Like any other borrower, you should determine whether you are eligible for a forgiveness program. The most common are Public Service Loan Forgiveness, Income Driven Repayment Forgiveness, and for older adults, Total and Permanent Disability Discharge.

But you want to take it a step further and determine whether you will be able to meet the program’s requirements.

  • PSLF may not make sense if your income is high because you may be done paying your loans on the ICR plan before you reach the 120 required payments. Use the FSA simulator!
  • Borrowers cannot afford the ICR plan. Only payments on an IDR plan (ICR for Parent Plus) will continue to count towards PSLF when payments resume.
  • You must be employed full-time by a qualifying employer at the time of application and when your loans are discharged. Many borrowers plan to retire before they complete the 120 qualifying payments.
  • In school deferments do not count towards PSLF or other forgiveness programs. Make a strategic decision on whether to start paying Parent Plus loans after disbursement.

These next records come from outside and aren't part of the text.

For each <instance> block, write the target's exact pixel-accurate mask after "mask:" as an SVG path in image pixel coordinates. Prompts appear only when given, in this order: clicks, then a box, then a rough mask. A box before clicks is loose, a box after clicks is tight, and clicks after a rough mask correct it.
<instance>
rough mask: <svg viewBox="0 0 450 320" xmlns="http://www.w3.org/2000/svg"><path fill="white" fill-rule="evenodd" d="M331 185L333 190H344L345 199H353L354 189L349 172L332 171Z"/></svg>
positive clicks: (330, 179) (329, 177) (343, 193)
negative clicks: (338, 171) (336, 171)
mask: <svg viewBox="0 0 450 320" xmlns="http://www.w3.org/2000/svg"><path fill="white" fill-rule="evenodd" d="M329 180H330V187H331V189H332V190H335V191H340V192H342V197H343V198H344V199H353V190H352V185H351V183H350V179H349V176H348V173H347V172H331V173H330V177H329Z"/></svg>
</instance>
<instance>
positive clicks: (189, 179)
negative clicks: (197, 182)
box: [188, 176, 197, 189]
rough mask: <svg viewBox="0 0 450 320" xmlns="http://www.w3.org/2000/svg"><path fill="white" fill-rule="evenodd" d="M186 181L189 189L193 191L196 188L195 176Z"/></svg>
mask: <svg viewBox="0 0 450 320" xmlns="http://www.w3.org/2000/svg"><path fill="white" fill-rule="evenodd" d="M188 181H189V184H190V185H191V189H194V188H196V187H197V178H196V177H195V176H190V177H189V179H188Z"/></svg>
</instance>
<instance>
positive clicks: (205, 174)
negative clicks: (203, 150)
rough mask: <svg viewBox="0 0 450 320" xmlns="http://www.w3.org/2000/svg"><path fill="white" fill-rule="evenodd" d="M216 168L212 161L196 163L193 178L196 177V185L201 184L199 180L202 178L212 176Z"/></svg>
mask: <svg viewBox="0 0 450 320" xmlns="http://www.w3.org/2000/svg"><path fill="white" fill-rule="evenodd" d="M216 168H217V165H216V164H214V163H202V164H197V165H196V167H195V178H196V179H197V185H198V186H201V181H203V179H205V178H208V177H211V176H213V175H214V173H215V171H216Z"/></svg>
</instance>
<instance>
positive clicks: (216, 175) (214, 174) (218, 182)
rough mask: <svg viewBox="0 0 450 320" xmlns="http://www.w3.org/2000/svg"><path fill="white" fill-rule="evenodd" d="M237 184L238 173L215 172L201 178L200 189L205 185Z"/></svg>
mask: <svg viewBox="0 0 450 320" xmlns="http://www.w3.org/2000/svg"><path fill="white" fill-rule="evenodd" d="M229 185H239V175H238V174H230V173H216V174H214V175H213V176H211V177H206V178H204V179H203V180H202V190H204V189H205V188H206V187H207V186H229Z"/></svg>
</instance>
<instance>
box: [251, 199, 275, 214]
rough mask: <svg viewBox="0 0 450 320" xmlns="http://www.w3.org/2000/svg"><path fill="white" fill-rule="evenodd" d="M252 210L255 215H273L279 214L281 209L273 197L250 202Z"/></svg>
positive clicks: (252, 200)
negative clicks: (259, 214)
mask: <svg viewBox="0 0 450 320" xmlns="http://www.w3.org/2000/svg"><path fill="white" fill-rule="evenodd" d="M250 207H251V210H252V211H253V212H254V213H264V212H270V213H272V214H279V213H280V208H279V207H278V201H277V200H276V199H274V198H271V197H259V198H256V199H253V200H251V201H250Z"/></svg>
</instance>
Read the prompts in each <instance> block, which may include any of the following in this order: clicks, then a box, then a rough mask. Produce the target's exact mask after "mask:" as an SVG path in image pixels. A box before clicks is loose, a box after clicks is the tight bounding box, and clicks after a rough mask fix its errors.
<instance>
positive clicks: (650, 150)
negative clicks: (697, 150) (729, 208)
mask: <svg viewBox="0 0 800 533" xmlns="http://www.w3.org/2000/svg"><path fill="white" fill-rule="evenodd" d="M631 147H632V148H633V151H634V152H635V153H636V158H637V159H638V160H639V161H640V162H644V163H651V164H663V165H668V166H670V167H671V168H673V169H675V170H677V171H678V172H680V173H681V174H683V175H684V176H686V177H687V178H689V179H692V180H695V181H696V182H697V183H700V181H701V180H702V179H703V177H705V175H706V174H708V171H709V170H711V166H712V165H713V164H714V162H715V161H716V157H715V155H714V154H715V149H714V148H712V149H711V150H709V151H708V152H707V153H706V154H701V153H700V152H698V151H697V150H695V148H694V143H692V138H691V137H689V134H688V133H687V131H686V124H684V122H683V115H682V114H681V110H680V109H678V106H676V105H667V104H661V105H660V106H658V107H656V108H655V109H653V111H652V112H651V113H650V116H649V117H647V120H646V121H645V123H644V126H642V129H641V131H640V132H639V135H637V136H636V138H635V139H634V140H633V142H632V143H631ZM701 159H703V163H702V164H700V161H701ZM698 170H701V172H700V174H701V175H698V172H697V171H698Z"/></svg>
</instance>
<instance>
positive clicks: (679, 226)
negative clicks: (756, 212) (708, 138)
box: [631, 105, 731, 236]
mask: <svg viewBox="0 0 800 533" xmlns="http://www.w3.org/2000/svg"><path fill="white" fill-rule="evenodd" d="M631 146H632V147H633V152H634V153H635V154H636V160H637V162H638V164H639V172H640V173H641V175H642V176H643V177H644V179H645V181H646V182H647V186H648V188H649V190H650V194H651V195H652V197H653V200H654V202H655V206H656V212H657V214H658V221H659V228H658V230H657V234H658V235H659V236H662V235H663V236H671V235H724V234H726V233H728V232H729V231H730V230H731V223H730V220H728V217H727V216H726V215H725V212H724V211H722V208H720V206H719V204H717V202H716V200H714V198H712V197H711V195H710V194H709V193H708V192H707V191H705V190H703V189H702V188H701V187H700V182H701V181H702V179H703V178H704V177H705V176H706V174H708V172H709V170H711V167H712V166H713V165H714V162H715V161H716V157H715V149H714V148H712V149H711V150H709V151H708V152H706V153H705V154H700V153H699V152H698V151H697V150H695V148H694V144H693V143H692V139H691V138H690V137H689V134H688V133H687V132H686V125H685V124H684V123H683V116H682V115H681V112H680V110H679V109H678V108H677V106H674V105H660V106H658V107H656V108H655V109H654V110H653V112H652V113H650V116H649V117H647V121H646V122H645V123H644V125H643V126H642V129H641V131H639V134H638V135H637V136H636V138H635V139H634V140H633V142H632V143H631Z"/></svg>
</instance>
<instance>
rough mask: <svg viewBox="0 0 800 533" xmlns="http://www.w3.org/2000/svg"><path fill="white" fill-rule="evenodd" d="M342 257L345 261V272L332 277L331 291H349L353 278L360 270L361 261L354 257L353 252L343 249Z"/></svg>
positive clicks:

Under the IDR Account Adjustment Parent Plus loan borrowers can consolidate loans with different repayment histories and get the highest payment count applied to their entire balance if they do it by December 31, 2023.

Other Tips for Parent Plus Borrowers:

  1. 1. Don’t defer payment on parent plus loans while your child is in school. Periods spent in school deferment will not count towards forgiveness programs like PSLF or Income Driven Repayment Forgiveness (IDRF).
  2. 2. If you’re married, consider filing your taxes separately to lower your payment in the ICR plan.
  3. 3. Explore the Double Consolidation Loophole! This strategy may offer a path to a cheaper repayment plan. For more information click here.

Repayment Plan Options:

  • Parent Plus loans are only eligible for one IDR plan and that is called the Income Contingent Repayment (ICR) plan. They must consolidate first to gain access to this plan.
  • To be eligible for ICR, Direct Parent Plus loans must be consolidated into a Direct Consolidation loan! We know, it makes no sense.
  • Depending on your household income and situation, explore whether it is more beneficial to file jointly or separately!
  • If you and your spouse have federal student loans, you can both choose to pay in the ICR plan. This may provide an affordable option that also allows you to keep the tax benefit of filing jointly.
  • If you are pursuing PSLF or IDRF you must enroll in the ICR plan. The problem is that it may be cost prohibitive.
  • Caution—If you have your own student loans and Parent Plus loans, if you consolidate them together, the only plan available will be ICR. Seek advice before consolidating.
  • Review our Repayment Plan Options Section to learn more about IDR plans.
  • Parent Plus loans are eligible for the traditional repayment plan options like any other borrower. Consolidating your loans may extend your repayment period.